Après la signature de l’accord de paix et de réconciliation, le 15 mai dernier, nous avons rencontré le promoteur du festival Essakane et natif de la Région de Tombouctou, Manny Al Ansar, qui s’est prêté à nos questions. Il nous a confié sa vision de la situation et ses projets culturels. Lisez.

Le Prétoire : On constate, quelques jours après la signature de l’accord, une recrudescence des attaques et autres violences inouïes dans le nord du Mali. Quelle analyse, faites-vous de cette situation ?

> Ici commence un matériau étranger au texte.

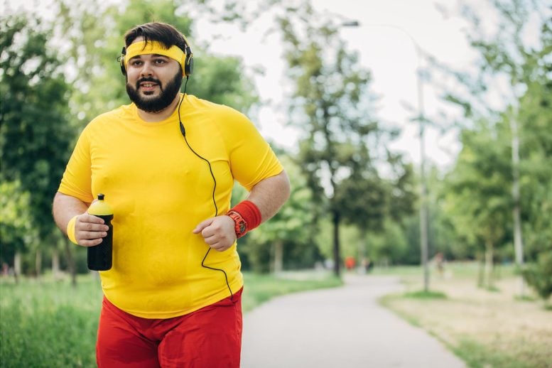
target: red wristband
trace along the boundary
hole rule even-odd
[[[227,215],[232,215],[231,212],[236,212],[238,214],[238,217],[230,216],[232,220],[236,222],[236,236],[241,237],[245,235],[245,233],[252,230],[255,227],[261,224],[261,211],[259,207],[250,200],[243,200],[231,208]],[[238,224],[237,220],[241,217],[244,222],[245,222],[245,229],[243,230],[244,224]],[[236,218],[234,218],[236,217]]]

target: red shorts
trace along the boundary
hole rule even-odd
[[[104,298],[96,359],[99,368],[239,368],[242,290],[174,318],[141,318]]]

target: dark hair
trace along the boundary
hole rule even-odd
[[[143,37],[144,40],[147,43],[148,41],[157,41],[161,43],[166,48],[171,48],[173,45],[176,45],[185,53],[186,40],[178,30],[170,24],[161,22],[151,22],[136,26],[124,34],[124,45],[126,47],[132,43],[138,37]]]

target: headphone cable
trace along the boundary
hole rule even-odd
[[[212,167],[211,167],[211,163],[209,162],[209,160],[207,160],[205,157],[197,153],[192,148],[192,146],[190,146],[190,144],[188,142],[188,139],[186,138],[186,130],[184,129],[184,124],[182,123],[182,119],[180,119],[180,106],[182,105],[182,102],[184,101],[184,98],[186,96],[185,91],[186,91],[186,86],[188,85],[188,77],[186,77],[186,82],[184,85],[184,94],[180,99],[180,102],[178,103],[178,123],[180,124],[180,133],[182,134],[182,136],[184,137],[184,141],[186,142],[186,146],[188,146],[188,148],[190,148],[190,151],[191,151],[192,153],[193,153],[195,156],[197,156],[200,159],[205,161],[207,164],[209,166],[209,172],[211,173],[211,178],[212,178],[213,184],[214,184],[213,188],[212,188],[212,203],[213,203],[213,205],[215,206],[215,217],[216,217],[217,216],[218,216],[218,213],[219,213],[218,206],[217,206],[217,200],[215,197],[215,191],[217,189],[217,180],[215,178],[215,173],[212,171]],[[230,284],[228,282],[228,275],[226,274],[226,271],[222,269],[215,269],[215,267],[210,267],[205,264],[205,259],[207,259],[207,256],[209,255],[209,252],[211,251],[211,249],[212,248],[209,247],[208,249],[207,249],[207,252],[205,253],[205,255],[203,256],[203,259],[201,261],[201,266],[212,271],[219,271],[224,275],[224,281],[226,281],[226,286],[228,287],[228,291],[230,292],[230,301],[234,303],[234,293],[232,292],[232,288],[230,288]]]

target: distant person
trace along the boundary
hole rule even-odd
[[[87,213],[98,193],[114,210],[113,266],[99,272],[99,367],[239,367],[236,239],[276,213],[289,180],[244,115],[185,85],[180,93],[193,62],[172,26],[126,32],[120,67],[132,103],[86,126],[54,198],[58,226],[82,247],[107,235]],[[234,180],[249,195],[230,208]]]
[[[372,260],[369,258],[366,257],[362,259],[362,268],[366,272],[369,272],[372,267],[374,267],[374,264],[372,263]]]
[[[352,271],[353,269],[355,269],[355,266],[356,264],[357,261],[354,256],[349,256],[345,257],[345,269],[347,269],[347,271]]]

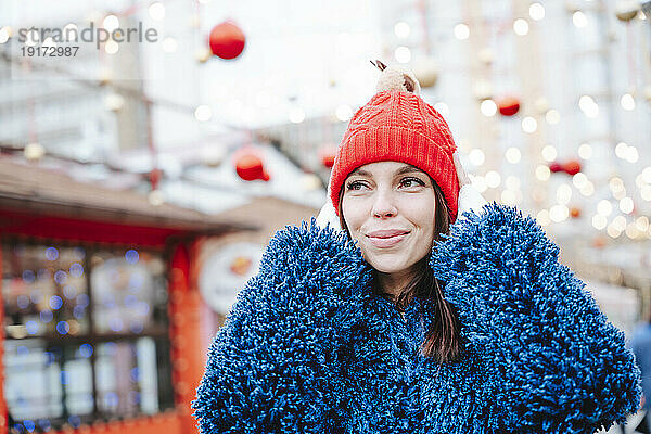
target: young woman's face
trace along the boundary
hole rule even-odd
[[[434,186],[405,163],[370,163],[344,182],[342,213],[361,253],[378,271],[405,271],[432,250]]]

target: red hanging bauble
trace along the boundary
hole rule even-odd
[[[497,108],[503,116],[513,116],[520,110],[520,100],[513,97],[506,97],[498,101]]]
[[[567,175],[574,176],[580,171],[580,163],[577,162],[576,159],[572,159],[572,161],[565,163],[565,165],[563,166],[563,170]]]
[[[244,50],[246,38],[232,21],[225,21],[210,30],[208,43],[210,51],[221,59],[235,59]]]
[[[242,154],[235,159],[235,171],[245,181],[261,179],[268,181],[271,179],[265,171],[263,161],[254,154]]]
[[[559,162],[553,162],[549,164],[549,171],[552,174],[557,174],[559,171],[563,171],[563,165]]]

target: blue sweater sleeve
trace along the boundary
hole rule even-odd
[[[464,216],[431,265],[463,342],[489,367],[503,429],[593,433],[635,412],[640,374],[624,333],[535,219],[495,202]]]
[[[340,288],[357,248],[330,228],[286,227],[270,240],[209,350],[192,403],[203,434],[323,433],[333,423]]]

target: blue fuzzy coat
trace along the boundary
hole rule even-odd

Manny Al Ansar : Une situation regrettable au moment où les espoirs naissent, où tout le monde s’attend à la paix et à la réconciliation et que la situation se normalise, c’est en ce moment qu’on voit une recrudescence des attaques. Mais pour ceux qui sont moins jeunes que moi se souviennent qu’à la veille du pacte national et même quelque temps après sa signature, c’était à peu près la même situation. Il y avait des surenchères. Il y avait des guerres de positionnement. Il  y avait ceux qui essayaient de profiter des derniers jours du désordre pour s’approvisionner ou pour  régler quelques comptes, donc ça ne nous étonne pas beaucoup, mais on espère que c’est juste le dernier soubresaut avant le calme, inch Allah.

Nous venons de signer l’accord pour la paix et la réconciliation nationale avec certains groupes armés. Comment percevez-vous la suite ?  

J’ai beaucoup aimé quelqu’un qui a dit, il y’a quelques jours, « ce n’est pas la signature qui est importante c’est plutôt ce que les Maliens ont dans le cœur ». La signature, c’est un papier, ça se respecte, ça se viole en fonction des situations et des intérêts, mais c’est quand même une base juridique. C’est un instrument qui va permettre de fédérer les bonnes volontés, et c’est aussi l’occasion de clarifier ceux qui sont de mauvaise foi. Ce qui me réjouit,  c’est  de voir que les Maliens, vraiment dans leur ensemble, que ça soient ceux qui sont à l’intérieur ou à l’extérieur, la quasi-totalité, sont  fatigués de cette situation. Ça c’est le plus important pour moi, et la communauté internationale aussi est fatiguée de cette situation. Elle nous a beaucoup accompagné, avec, bien sûr, de mauvais pas souvent, en tous cas, que nous on ne comprend pas, mais ils ont leurs raisons. Je ne crois pas sincèrement qu’une communauté internationale va venir ici avec l’esprit d’enfoncer le problème, je ne suis pas aussi pessimiste et accusateur que ça. Je dois le dire, peut-être qu’ils ont leur approche que nous nous ne comprenons pas, mais franchement je pense que la communauté internationale, les grandes nations, le monde entier n’ont pas intérêt à ce  que ce conflit perdure parce que ça peut atteindre des dimensions qui nous dépassent, qui les dépassent eux-mêmes, et personne n’a intérêt que ça continue. Il vaut mieux le circonscrire maintenant avant que ça ne soit trop tard, donc sur ce plan, je reste optimiste.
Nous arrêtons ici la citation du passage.